Как жестокий мясник я с дотошной хладнокровностью я все еще потрошу свою память. Захлебываясь в крови и боли, не знаю, что я пытаюсь отыскать в ее нутре… Иное прошлое? Иную судьбу? Иную самость? А может, я просто пытаюсь найти поддержку и опору. Так, будто прежнее «я» сможет оправдать «я» настоящего? Вот, только не нужно мне это неуклюжее ханжеское оправдание. Мне нужен лишь суд – суд над собой. В конце концов, ни земное правосудие, ни небесный суд, чем бы он ни был, не смогут должным образом взвесить мой грех – они постараются противопоставить его тяжести моего сожаления и раскаяния. И оправдают. Это заведомо неверно. Нет. Единственный поистине справедливый суд – это суд собственной совести.
Впрочем, что есть совесть? Что она это такое? – Вне субъективного сожаления, вне раскаяния: вне пределах собственных эгоистичных переживаний, вне потерь и боли от лишения того, что ты считал себе принадлежащим и неотъемлемым – что она такое?

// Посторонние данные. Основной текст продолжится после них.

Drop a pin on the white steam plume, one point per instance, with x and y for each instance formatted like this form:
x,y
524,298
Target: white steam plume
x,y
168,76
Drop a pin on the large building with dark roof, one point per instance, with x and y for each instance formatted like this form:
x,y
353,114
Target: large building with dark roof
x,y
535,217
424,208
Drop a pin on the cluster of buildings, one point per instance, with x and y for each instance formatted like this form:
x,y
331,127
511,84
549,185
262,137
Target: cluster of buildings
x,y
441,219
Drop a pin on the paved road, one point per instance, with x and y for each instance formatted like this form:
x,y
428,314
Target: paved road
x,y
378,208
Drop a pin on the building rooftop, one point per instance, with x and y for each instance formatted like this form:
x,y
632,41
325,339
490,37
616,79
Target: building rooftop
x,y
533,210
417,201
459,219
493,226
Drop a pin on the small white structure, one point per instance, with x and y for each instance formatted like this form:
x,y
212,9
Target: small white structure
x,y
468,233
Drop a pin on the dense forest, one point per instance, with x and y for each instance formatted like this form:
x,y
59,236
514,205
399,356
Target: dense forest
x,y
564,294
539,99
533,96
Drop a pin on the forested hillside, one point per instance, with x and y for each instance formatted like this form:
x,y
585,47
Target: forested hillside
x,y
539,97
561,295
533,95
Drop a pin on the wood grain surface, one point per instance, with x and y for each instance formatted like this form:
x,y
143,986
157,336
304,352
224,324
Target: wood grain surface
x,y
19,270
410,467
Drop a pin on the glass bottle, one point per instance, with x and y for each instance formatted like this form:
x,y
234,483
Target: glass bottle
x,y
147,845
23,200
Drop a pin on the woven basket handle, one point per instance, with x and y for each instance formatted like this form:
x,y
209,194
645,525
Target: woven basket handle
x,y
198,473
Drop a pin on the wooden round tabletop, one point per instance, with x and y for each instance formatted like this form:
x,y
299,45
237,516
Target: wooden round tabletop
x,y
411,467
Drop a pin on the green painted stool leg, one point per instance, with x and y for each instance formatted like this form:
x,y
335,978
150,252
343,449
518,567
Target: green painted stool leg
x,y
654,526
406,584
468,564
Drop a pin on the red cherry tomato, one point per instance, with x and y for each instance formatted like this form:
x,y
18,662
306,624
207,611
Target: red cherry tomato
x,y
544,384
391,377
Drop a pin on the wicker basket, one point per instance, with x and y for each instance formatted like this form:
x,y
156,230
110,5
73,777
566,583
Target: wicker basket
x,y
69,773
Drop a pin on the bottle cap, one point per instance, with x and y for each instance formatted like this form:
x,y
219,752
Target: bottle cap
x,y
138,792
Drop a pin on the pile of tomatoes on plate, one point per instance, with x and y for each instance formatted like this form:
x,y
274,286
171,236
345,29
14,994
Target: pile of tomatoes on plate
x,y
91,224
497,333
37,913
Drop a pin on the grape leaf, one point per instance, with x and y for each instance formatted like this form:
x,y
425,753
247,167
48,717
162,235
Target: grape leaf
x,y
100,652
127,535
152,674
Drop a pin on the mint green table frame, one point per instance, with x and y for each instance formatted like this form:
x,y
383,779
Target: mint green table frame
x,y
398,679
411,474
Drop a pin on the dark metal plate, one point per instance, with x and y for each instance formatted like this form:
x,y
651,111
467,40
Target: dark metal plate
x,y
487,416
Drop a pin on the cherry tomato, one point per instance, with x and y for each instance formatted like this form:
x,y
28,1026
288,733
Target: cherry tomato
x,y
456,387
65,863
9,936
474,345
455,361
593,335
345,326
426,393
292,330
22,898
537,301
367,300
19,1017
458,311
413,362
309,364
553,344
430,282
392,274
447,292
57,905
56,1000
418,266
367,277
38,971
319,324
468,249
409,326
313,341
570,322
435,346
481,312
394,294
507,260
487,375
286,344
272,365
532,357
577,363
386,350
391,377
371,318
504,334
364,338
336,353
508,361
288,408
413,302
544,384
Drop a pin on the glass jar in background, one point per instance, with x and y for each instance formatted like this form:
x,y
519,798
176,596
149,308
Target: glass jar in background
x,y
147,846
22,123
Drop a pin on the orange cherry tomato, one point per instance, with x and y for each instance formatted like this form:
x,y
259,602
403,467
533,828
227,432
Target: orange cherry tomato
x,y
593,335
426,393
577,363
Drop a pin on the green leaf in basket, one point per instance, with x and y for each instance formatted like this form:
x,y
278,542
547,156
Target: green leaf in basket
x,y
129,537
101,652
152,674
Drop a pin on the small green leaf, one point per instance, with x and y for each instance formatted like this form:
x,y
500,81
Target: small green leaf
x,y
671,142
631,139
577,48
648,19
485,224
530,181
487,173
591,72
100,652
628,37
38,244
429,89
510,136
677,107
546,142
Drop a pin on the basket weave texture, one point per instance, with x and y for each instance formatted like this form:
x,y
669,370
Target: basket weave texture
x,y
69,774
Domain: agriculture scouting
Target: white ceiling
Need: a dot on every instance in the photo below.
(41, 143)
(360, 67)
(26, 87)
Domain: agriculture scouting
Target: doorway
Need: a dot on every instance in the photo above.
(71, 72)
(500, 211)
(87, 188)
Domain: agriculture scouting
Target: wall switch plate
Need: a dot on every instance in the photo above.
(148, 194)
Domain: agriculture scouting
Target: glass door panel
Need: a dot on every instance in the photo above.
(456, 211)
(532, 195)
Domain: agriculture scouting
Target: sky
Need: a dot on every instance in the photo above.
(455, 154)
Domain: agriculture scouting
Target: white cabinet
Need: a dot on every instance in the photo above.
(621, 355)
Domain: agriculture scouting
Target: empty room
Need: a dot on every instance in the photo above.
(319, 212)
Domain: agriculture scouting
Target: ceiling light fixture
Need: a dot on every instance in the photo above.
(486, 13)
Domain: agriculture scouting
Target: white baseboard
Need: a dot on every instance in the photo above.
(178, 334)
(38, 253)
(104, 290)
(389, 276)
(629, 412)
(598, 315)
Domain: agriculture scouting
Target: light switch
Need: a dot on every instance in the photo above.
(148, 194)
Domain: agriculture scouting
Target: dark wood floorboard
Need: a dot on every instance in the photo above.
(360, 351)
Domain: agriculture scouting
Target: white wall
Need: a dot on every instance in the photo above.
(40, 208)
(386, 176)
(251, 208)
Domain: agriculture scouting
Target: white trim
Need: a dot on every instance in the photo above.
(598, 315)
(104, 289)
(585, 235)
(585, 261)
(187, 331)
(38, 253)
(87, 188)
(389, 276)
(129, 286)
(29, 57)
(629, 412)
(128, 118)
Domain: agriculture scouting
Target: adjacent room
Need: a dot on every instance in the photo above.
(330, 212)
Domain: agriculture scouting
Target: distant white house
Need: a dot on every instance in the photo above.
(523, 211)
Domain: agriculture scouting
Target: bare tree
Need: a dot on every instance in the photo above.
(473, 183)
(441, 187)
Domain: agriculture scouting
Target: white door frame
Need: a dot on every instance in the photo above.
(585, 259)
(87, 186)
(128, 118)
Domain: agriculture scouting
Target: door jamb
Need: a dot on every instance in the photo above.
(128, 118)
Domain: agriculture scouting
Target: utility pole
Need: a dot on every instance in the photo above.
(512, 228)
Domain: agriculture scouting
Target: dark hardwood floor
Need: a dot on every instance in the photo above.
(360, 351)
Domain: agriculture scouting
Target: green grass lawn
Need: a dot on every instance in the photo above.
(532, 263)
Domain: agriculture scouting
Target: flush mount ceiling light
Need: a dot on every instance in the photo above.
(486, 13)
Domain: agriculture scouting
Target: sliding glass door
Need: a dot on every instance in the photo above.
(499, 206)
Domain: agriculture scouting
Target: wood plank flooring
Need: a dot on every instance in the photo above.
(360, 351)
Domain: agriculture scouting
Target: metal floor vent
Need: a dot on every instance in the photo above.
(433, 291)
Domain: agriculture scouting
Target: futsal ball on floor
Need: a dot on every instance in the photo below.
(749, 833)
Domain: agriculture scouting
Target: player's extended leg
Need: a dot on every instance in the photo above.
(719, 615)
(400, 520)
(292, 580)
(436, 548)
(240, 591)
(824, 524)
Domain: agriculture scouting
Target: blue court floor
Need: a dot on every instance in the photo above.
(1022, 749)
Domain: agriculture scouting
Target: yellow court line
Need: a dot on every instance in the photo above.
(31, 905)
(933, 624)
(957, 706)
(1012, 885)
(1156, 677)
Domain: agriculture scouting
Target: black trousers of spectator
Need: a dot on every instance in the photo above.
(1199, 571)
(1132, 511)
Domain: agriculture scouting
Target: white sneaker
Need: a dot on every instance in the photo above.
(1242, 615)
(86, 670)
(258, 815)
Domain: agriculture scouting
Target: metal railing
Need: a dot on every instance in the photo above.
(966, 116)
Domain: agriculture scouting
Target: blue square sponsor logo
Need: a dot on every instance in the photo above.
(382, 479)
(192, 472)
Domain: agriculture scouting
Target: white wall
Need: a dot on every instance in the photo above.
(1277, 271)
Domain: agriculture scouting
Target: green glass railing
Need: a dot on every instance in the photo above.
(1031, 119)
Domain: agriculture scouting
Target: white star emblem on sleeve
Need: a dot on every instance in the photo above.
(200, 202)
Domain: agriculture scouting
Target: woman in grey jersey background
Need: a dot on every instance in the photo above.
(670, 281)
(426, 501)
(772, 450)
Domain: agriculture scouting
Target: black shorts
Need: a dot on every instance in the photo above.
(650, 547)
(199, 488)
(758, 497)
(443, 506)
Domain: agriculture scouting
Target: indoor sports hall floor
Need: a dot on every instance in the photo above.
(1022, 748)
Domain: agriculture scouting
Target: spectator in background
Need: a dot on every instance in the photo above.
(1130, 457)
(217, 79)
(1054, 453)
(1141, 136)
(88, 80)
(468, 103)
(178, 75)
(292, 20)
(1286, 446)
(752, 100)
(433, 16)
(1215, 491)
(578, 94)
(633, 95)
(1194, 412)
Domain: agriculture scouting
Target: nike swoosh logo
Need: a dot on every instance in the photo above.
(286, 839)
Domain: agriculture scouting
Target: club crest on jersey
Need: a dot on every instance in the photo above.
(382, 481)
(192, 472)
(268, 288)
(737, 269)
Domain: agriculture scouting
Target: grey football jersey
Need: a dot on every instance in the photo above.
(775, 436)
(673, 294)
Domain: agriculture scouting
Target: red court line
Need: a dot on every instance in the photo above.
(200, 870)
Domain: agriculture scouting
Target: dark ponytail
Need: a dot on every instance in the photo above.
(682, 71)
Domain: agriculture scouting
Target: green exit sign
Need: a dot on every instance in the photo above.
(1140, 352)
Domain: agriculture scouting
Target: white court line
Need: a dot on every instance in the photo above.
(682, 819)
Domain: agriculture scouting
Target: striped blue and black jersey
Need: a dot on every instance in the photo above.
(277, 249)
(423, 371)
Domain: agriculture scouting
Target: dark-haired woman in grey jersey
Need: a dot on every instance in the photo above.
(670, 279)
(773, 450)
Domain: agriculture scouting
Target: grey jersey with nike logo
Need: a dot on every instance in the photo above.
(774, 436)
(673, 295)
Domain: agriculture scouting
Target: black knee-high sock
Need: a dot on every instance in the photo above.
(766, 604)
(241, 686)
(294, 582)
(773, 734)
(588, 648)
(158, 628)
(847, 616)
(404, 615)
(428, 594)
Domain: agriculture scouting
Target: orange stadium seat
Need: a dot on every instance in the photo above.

Я не знаю. Поэтому, я уповаю… Я призываю: я призываю тебя – знающего все обо мне, но не ищущего мне оправданий; тебя, кто будто бы находится вне, но смотрит на все через мои глаза, тебя – в чью справедливость я верю: я призываю тебя – осуди! Осуди меня, кем бы ты ни был!
Осуди, ибо сам скоро осудим будешь!
Ладно, вижу, ты не понимаешь… Тогда, слушай. Слушай, что было и есть.
Вот тебе – архив жизни. Летопись событий, которые для всех канули в Лету, как канули в Лету и все, кто их помнил. Все, кроме нас с тобой…
В истории человечества нет правых и неправых, нет абсолютно хороших и плохих, нет чисто белых и абсолютно черных. Но есть предатели… Такова война, революция, соперничество – любое противостояние, любая конфронтация. Нужно занять чью-то сторону, выбрать цвет и сторону доски – не важно, чью, и будешь прав. Даже если эта сторона проиграет, а те, другие, назовут тебя врагом, даже если история навесит на тебя ярлык «зла», кто-то все равно будет верить, что ты прав. Ты сам будешь верить, что ты был прав. Это – главное. Но если ты не уверен, если ты сомневаешься, если мечешься… Если ты не поддерживаешь до конца, всем сердцем, всей душою, всем своим существом, упрямо бросающимся в пропасть черного безумия… Если ты не знаешь себя – ты предатель.
Я – предатель. Я тот идиот, нарушивший правила игры. Без идолов, без идеалов, без идей, за которые бы стоило умирать. Переметчик, не готовый жертвовать жизнями во имя ваших истин. Я – заведомо проигравший. Всё, что у меня осталось – это вина, болезненная память – мое вечное клеймо, и имя…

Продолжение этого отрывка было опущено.